From f71413176f32ef642824456544ecbda5933a0944 Mon Sep 17 00:00:00 2001
From: Ben Longbons <b.r.longbons@gmail.com>
Date: Mon, 23 Dec 2013 19:40:38 -0800
Subject: Add non-indenting indenter for C++

Fix a bunch of bugs that none of me noticed before.
---
 real.make                           |  41 +++--
 src/common/human_time_diff_test.cpp |   1 -
 src/map/magic-interpreter-lexer.lpp |   1 +
 tools/indent-cpp                    |   2 -
 tools/indenter                      | 293 ++++++++++++++++++++++++++++++++++--
 tools/indenter-cpp                  |   9 ++
 tools/maybe-mv                      |   4 +-
 7 files changed, 328 insertions(+), 23 deletions(-)
 delete mode 100755 tools/indent-cpp
 create mode 100755 tools/indenter-cpp

diff --git a/real.make b/real.make
index 0177de0..d99a823 100644
--- a/real.make
+++ b/real.make
@@ -53,6 +53,7 @@
 # 5. Remove the few (obvious) bits that are hard-coded for TMWA.
 # 6. Handle testing better.
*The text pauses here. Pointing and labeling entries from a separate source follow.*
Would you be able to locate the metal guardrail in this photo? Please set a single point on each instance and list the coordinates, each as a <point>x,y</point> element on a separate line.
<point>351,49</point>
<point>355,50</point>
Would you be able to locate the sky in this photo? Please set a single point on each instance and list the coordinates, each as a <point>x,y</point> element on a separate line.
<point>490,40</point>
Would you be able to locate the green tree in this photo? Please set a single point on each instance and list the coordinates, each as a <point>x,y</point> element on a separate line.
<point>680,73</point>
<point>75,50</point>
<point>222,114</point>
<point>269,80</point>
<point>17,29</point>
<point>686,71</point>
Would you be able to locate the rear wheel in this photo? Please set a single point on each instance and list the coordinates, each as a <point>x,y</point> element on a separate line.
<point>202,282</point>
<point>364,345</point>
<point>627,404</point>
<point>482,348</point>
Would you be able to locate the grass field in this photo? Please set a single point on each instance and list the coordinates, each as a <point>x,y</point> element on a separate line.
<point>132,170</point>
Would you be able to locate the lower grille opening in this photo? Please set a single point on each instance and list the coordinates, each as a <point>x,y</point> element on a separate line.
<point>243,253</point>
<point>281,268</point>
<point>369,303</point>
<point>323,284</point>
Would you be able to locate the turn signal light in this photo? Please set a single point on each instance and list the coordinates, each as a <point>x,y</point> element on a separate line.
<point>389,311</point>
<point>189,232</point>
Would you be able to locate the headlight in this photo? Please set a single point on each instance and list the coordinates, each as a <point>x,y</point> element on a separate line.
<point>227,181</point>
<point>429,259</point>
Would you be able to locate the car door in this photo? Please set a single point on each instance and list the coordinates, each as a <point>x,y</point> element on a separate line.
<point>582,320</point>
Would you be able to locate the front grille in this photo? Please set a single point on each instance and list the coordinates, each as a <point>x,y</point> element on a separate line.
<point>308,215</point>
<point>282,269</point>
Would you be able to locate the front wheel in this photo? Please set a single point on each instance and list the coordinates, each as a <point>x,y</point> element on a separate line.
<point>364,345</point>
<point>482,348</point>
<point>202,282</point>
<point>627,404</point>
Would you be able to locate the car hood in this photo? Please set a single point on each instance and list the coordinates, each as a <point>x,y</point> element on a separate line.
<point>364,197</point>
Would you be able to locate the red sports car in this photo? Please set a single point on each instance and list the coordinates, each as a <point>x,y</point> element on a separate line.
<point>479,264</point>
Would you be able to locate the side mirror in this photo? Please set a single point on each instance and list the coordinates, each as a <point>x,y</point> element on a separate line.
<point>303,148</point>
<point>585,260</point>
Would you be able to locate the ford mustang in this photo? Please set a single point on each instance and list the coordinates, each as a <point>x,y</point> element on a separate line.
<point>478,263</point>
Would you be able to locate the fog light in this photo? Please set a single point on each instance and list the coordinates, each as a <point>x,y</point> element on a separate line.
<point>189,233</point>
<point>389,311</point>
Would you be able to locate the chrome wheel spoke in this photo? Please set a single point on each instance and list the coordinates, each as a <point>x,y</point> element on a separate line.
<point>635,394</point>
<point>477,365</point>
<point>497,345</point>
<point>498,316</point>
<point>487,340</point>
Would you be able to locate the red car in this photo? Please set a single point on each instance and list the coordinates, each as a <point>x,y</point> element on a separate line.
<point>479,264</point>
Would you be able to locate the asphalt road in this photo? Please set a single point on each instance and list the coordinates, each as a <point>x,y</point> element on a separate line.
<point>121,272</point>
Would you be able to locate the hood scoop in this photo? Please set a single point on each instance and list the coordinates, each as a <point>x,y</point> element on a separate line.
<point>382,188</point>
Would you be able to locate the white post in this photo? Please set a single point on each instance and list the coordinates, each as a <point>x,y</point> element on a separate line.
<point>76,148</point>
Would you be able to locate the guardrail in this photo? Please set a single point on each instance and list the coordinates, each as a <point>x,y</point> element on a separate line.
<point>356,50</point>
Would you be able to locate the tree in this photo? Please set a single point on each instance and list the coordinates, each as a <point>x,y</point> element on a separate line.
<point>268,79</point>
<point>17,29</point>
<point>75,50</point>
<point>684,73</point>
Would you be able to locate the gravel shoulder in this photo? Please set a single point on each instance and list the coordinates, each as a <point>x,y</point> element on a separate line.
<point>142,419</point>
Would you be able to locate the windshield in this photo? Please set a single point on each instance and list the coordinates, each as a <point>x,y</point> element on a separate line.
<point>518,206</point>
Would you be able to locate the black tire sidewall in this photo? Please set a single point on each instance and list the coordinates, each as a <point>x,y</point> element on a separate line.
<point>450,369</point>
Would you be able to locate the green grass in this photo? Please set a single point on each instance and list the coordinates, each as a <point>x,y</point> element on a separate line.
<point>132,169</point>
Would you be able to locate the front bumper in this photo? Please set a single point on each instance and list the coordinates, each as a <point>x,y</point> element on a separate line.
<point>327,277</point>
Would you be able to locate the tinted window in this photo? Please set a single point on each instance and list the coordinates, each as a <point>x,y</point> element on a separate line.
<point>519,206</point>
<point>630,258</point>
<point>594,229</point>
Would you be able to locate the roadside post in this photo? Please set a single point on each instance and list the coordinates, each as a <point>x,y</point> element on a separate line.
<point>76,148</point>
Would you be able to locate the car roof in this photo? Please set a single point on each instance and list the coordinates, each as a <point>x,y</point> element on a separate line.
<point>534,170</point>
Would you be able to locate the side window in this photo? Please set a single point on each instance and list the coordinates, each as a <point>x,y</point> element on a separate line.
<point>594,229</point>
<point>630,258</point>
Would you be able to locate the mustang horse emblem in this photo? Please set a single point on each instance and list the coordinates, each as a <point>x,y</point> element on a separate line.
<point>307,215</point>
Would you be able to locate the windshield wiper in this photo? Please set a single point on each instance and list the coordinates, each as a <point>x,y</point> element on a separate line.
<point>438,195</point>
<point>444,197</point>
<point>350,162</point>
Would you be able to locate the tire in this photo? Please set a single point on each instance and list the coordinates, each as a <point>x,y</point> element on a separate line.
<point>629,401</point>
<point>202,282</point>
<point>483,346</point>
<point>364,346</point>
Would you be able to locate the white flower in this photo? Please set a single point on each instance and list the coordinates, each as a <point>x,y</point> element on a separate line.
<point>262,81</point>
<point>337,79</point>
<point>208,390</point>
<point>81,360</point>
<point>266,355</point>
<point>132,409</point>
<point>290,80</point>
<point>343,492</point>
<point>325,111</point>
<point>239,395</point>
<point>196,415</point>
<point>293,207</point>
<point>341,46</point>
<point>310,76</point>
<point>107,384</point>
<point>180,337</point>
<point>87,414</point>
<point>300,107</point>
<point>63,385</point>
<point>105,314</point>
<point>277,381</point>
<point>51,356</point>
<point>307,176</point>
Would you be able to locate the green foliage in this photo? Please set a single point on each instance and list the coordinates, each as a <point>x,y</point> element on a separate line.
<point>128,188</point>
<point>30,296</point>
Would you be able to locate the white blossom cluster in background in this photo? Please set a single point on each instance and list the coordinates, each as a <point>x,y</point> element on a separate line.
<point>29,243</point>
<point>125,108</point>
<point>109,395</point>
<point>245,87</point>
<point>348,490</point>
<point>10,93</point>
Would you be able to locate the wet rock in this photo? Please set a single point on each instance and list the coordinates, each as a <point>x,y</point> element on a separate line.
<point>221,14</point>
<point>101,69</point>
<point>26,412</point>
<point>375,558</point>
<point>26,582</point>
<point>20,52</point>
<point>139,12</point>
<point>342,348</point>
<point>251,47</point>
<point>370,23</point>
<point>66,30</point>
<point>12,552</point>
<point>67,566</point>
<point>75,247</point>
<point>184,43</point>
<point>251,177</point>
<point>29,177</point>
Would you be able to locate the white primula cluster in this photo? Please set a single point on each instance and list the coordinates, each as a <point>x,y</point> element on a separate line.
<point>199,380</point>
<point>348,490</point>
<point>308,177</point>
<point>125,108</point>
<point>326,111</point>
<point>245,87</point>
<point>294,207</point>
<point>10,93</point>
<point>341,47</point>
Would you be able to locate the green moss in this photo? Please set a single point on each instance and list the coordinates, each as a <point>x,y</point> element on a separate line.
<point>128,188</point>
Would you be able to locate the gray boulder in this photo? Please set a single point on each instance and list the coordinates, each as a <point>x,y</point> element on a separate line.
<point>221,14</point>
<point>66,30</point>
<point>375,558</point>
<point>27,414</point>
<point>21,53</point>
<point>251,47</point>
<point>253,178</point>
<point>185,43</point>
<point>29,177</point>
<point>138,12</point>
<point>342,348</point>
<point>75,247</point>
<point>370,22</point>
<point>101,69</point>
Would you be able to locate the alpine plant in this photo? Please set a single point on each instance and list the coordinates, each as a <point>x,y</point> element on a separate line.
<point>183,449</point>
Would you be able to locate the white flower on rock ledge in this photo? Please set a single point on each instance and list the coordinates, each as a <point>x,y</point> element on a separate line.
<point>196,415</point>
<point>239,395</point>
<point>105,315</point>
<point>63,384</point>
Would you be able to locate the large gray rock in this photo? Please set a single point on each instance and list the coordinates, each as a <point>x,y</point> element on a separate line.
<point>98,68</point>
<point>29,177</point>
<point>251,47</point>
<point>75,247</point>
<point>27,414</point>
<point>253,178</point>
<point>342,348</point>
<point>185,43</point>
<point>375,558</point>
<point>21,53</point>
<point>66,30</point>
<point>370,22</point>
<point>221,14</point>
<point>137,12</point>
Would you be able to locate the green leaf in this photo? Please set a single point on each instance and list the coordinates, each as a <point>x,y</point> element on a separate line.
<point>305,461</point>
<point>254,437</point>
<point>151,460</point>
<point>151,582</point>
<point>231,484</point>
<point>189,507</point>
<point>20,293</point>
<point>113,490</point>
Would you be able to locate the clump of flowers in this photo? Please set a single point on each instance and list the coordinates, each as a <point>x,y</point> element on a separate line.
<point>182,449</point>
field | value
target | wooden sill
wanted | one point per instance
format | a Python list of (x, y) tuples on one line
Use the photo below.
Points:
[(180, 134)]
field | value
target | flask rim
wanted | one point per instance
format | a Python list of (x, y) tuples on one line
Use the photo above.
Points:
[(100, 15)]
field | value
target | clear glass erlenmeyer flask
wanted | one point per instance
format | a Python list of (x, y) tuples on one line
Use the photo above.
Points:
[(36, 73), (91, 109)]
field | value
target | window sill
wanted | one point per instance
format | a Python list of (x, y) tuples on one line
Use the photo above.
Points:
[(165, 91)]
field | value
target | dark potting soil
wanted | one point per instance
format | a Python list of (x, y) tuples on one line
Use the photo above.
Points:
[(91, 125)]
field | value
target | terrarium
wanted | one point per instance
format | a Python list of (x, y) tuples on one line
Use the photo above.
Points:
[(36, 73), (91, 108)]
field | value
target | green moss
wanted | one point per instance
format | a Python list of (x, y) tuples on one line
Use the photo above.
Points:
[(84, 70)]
I'm guessing I should actually compile just
 #   one foo_test.cpp file into each executable test ...
+# 7. Refactor into several files after all. We need extensibility!
 #
 # IWBNMI:
 # 1. Add 'make check' and 'make installcheck'.
@@ -123,6 +124,8 @@ GEN_HEADERS := \
     $(patsubst %.ypp,%.hpp,${PARSERS})
 REAL_SOURCES := $(shell cd ${SRC_DIR}; find src/ -name '*.cpp')
 REAL_HEADERS := $(shell cd ${SRC_DIR}; find src/ -name '*.hpp' -o -name '*.tcc')
+REAL_SOURCES := $(filter-out ${GEN_SOURCES},${REAL_SOURCES})
+REAL_HEADERS := $(filter-out ${GEN_HEADERS},${REAL_HEADERS})
 SOURCES := ${GEN_SOURCES} ${REAL_SOURCES}
 HEADERS := ${GEN_HEADERS} ${REAL_HEADERS}
 DEPENDS := $(patsubst src/%.cpp,obj/%.d,${SOURCES})
@@ -231,7 +234,8 @@ mostlyclean:
 	rm -rf obj conf-raw
 clean: mostlyclean
 	rm -rf bin
-distclean: clean
+distclean: clean gen-clean
+gen-clean:
 	rm -f ${GEN_SOURCES} ${GEN_HEADERS}
 
 %.cpp: %.lpp
@@ -384,13 +388,30 @@ dist/%-bundled.tar: dist/%-src.tar dist/%-attoconf-only.tar
 dist: dist/tmwa-${VERSION_FULL}-src.tar dist/tmwa-${VERSION_FULL}-bundled.tar
 .PHONY: dist
 
-format: format-cpp format-hpp format-lpp format-ypp
-format-cpp:
-	cd ${SRC_DIR} && apply-filter 'indenter -cpp' ${REAL_SOURCES}
-format-hpp:
-	cd ${SRC_DIR} && apply-filter 'indenter -cpp' ${REAL_HEADERS}
-format-lpp:
-	cd ${SRC_DIR} && apply-filter 'indenter -lpp' ${LEXERS}
-format-ypp:
-	cd ${SRC_DIR} && apply-filter 'indenter -ypp' ${PARSERS}
+# lpp and ypp are (currently) very slow, so do them first (parallel)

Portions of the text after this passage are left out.